DİJİTAL ÇAĞIN YARARLARI VE ZARARLARI

Rahmatullayeva, dijital çağın bayanların iş ve eğitim hayatında daha etkin rol almasına katkı sağladığını belirtirken, birebir vakitte artan boşanma oranları üzere olumsuz tesirlerin de gözlemlendiğine işaret etti.

AİLE YAPISINI ETKİLEYEN FAKTÖRLER

Aile yapısının global ısınma ve kentleşme üzere faktörlerden de etkilendiğini söyleyen Rahmatullayeva, kentleşme süreciyle geniş aile yapısının yerini çekirdek aileye bıraktığını, ailelerin ekseriyetle tek çocuk sahibi olduğunu ve köylerden kentlere göç ederken sadece çekirdek ailenin taşındığını söz etti.

Tüm dünyada tesirini gösteren iklim değişikliğinin aile hayatını da etkilediğini söyleyen Rahmatullayeva, bu durumun aileler üzerindeki ekonomik yükü değerli ölçüde artırdığını kaydetti.

‘ABD AİLE YAPISINA ZİYAN VERİYOR’

Gennarini, ABD ve Batılı vakıfların, cinsiyet eşitliği ve üreme sıhhati üzere kavramları kullanarak klasik aile yapısına ziyan verdiğini ileri sürdü.
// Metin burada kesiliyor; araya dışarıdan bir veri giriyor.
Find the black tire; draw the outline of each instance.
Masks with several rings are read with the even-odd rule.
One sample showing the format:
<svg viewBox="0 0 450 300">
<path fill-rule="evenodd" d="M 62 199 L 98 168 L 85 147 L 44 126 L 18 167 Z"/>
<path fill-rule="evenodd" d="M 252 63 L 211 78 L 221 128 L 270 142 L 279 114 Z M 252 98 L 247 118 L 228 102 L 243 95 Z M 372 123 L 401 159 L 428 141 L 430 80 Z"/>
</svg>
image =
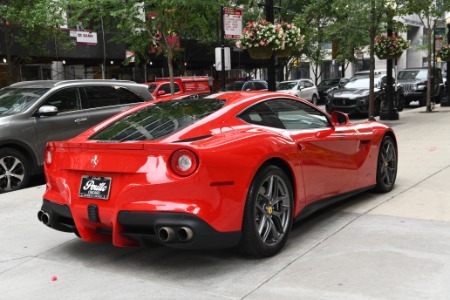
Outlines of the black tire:
<svg viewBox="0 0 450 300">
<path fill-rule="evenodd" d="M 385 136 L 381 141 L 377 162 L 377 184 L 378 192 L 387 193 L 392 190 L 397 178 L 397 146 L 390 136 Z"/>
<path fill-rule="evenodd" d="M 397 100 L 397 110 L 402 111 L 405 108 L 405 97 L 403 95 L 398 95 Z"/>
<path fill-rule="evenodd" d="M 375 99 L 375 116 L 379 116 L 381 113 L 381 101 L 380 99 Z"/>
<path fill-rule="evenodd" d="M 30 163 L 19 151 L 0 150 L 0 193 L 20 190 L 30 180 Z"/>
<path fill-rule="evenodd" d="M 444 98 L 444 90 L 439 90 L 439 95 L 436 97 L 436 104 L 440 104 L 442 102 L 442 98 Z"/>
<path fill-rule="evenodd" d="M 427 105 L 427 96 L 425 95 L 425 97 L 420 98 L 419 100 L 419 106 L 425 106 Z"/>
<path fill-rule="evenodd" d="M 277 166 L 263 166 L 248 192 L 239 250 L 255 257 L 280 252 L 292 227 L 293 199 L 286 174 Z"/>
</svg>

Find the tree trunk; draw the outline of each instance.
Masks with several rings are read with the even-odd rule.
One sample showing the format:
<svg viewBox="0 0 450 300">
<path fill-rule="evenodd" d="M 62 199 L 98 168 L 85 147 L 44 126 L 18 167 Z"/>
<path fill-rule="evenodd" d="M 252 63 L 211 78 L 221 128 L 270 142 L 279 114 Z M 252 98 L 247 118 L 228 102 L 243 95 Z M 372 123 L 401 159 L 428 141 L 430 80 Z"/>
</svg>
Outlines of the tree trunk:
<svg viewBox="0 0 450 300">
<path fill-rule="evenodd" d="M 169 78 L 170 78 L 170 93 L 172 95 L 175 94 L 175 86 L 174 86 L 174 75 L 173 75 L 173 50 L 168 47 L 167 49 L 167 66 L 169 68 Z"/>
<path fill-rule="evenodd" d="M 428 21 L 428 22 L 430 22 L 430 21 Z M 430 24 L 430 23 L 429 23 Z M 430 24 L 431 25 L 431 24 Z M 432 97 L 432 85 L 431 85 L 431 77 L 432 77 L 432 59 L 431 59 L 431 57 L 432 57 L 432 55 L 431 55 L 431 51 L 433 51 L 433 48 L 432 48 L 432 41 L 431 41 L 431 39 L 433 38 L 433 36 L 432 36 L 432 28 L 431 28 L 431 26 L 428 26 L 428 28 L 429 28 L 429 30 L 428 30 L 428 32 L 427 32 L 427 36 L 428 36 L 428 41 L 427 41 L 427 46 L 428 46 L 428 54 L 427 54 L 427 60 L 428 60 L 428 74 L 427 74 L 427 102 L 426 102 L 426 105 L 427 105 L 427 108 L 426 108 L 426 111 L 427 112 L 431 112 L 431 111 L 433 111 L 433 108 L 431 107 L 431 97 Z"/>
</svg>

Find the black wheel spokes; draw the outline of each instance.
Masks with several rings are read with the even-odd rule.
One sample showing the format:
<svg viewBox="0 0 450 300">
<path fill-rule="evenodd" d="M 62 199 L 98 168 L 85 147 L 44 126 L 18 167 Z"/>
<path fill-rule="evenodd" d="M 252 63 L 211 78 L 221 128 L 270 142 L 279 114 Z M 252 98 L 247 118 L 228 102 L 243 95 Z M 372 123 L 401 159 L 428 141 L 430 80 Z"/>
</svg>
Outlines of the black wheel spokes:
<svg viewBox="0 0 450 300">
<path fill-rule="evenodd" d="M 384 184 L 390 186 L 394 183 L 395 177 L 397 175 L 397 155 L 395 152 L 395 147 L 392 142 L 387 142 L 383 146 L 383 151 L 381 153 L 381 179 Z"/>
<path fill-rule="evenodd" d="M 22 183 L 24 177 L 20 160 L 9 156 L 0 160 L 0 191 L 11 191 Z"/>
<path fill-rule="evenodd" d="M 263 187 L 256 204 L 257 230 L 264 243 L 276 244 L 283 238 L 289 224 L 289 193 L 278 176 L 267 178 Z"/>
</svg>

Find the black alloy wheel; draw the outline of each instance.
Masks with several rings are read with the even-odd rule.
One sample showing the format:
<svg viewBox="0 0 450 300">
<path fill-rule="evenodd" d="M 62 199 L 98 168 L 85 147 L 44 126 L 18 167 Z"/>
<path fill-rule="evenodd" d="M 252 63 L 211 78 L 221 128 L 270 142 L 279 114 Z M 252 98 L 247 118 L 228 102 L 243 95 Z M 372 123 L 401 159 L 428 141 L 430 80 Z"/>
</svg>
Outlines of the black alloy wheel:
<svg viewBox="0 0 450 300">
<path fill-rule="evenodd" d="M 392 190 L 397 178 L 397 147 L 395 141 L 390 136 L 385 136 L 380 145 L 377 163 L 377 184 L 376 190 L 379 192 L 389 192 Z"/>
<path fill-rule="evenodd" d="M 12 148 L 0 150 L 0 193 L 19 190 L 27 186 L 30 179 L 28 160 Z"/>
<path fill-rule="evenodd" d="M 286 244 L 293 221 L 289 178 L 277 166 L 263 166 L 252 181 L 245 204 L 239 249 L 256 257 L 277 254 Z"/>
</svg>

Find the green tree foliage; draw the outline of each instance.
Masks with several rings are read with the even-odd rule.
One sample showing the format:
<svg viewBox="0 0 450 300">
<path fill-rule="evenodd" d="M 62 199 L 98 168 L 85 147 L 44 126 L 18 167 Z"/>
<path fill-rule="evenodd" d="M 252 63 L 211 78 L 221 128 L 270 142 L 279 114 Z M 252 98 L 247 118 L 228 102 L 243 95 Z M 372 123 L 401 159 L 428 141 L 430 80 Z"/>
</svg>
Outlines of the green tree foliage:
<svg viewBox="0 0 450 300">
<path fill-rule="evenodd" d="M 114 30 L 115 41 L 125 43 L 135 59 L 148 61 L 150 53 L 167 58 L 173 91 L 174 59 L 186 49 L 182 41 L 217 40 L 221 1 L 204 0 L 72 0 L 78 8 L 72 19 L 102 24 Z"/>
<path fill-rule="evenodd" d="M 444 18 L 444 13 L 450 11 L 450 0 L 410 0 L 405 4 L 405 9 L 411 14 L 416 14 L 426 29 L 427 41 L 427 61 L 428 78 L 427 78 L 427 104 L 426 111 L 432 111 L 432 88 L 431 88 L 431 62 L 433 61 L 433 32 L 439 20 Z"/>
<path fill-rule="evenodd" d="M 0 2 L 0 31 L 8 66 L 7 83 L 15 79 L 16 67 L 30 56 L 48 55 L 49 43 L 70 48 L 73 44 L 60 30 L 65 23 L 64 3 L 53 0 L 4 0 Z M 12 55 L 13 47 L 21 48 L 20 55 Z"/>
</svg>

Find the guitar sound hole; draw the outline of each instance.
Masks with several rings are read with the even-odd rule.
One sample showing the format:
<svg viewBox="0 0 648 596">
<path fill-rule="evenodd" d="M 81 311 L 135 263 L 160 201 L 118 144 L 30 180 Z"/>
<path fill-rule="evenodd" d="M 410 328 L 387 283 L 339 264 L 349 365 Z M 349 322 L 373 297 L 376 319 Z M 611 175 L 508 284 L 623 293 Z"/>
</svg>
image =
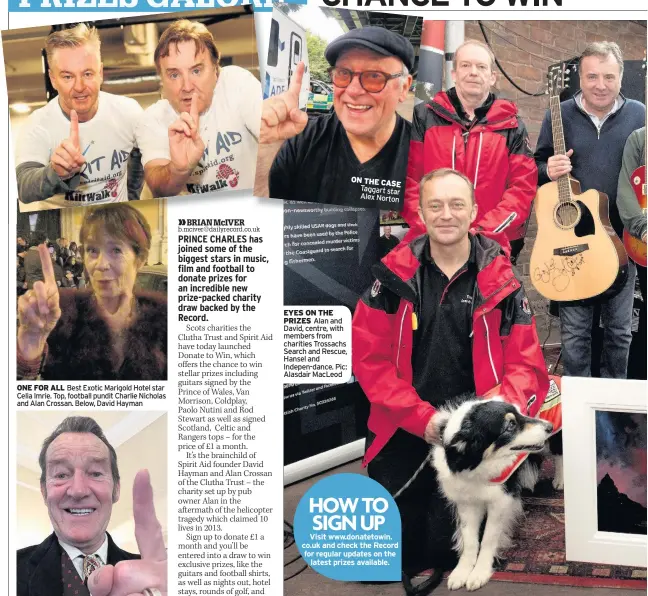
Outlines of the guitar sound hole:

BM’nin toplumsal siyaset kararlarının artık çoğunlukla Batılı ülkelerin siyasi görüşlerine nazaran şekillendiğini belirten Gennarini, gelişmekte olan birçok ülkenin bu siyasetlere karşı çıkmak yerine ekonomik tasalar nedeniyle sessiz kaldığını vurguladı.

‘AB AİLEYE HİÇ İNANMIYOR’

Gennarini, “Eğer ailenin geleceğimiz olmasını istiyorsak buna bir son vermeliyiz çünkü Avrupa Birliği aileye hiç inanmıyor ve yaptığı yanlışlarla tüm dünyayı peşinden sürüklüyor.” tabirini kullandı.

‘İLAÇ PAZARLARI 1,5 MİLYAR DOLAR’

Kiristaev, büyük ilaç şirketlerinin (Big Pharma) ABD Kongresi, askeri-sanayi kompleksiyle işbirliği içinde global bir nüfus denetim siyaseti izlediğini savundu.

Çocukların biyolojik cinsiyetlerinden uzaklaştırıldığını ve değerli hormon tedavilerine yönlendirildiğine işaret eden Kiristaev, “Trans bireylere yönelik ilaç ve cerrahi pazarının 2025 prestijiyle 1,5 milyar dolara ulaşması bekleniyor.” dedi. Kiristaev, Gürcistan ve Ukrayna’daki kimi laboratuvarları örnek göstererek, bilhassa çocuklar üzerinde kontrolsüz deneyler yapıldığını argüman etti.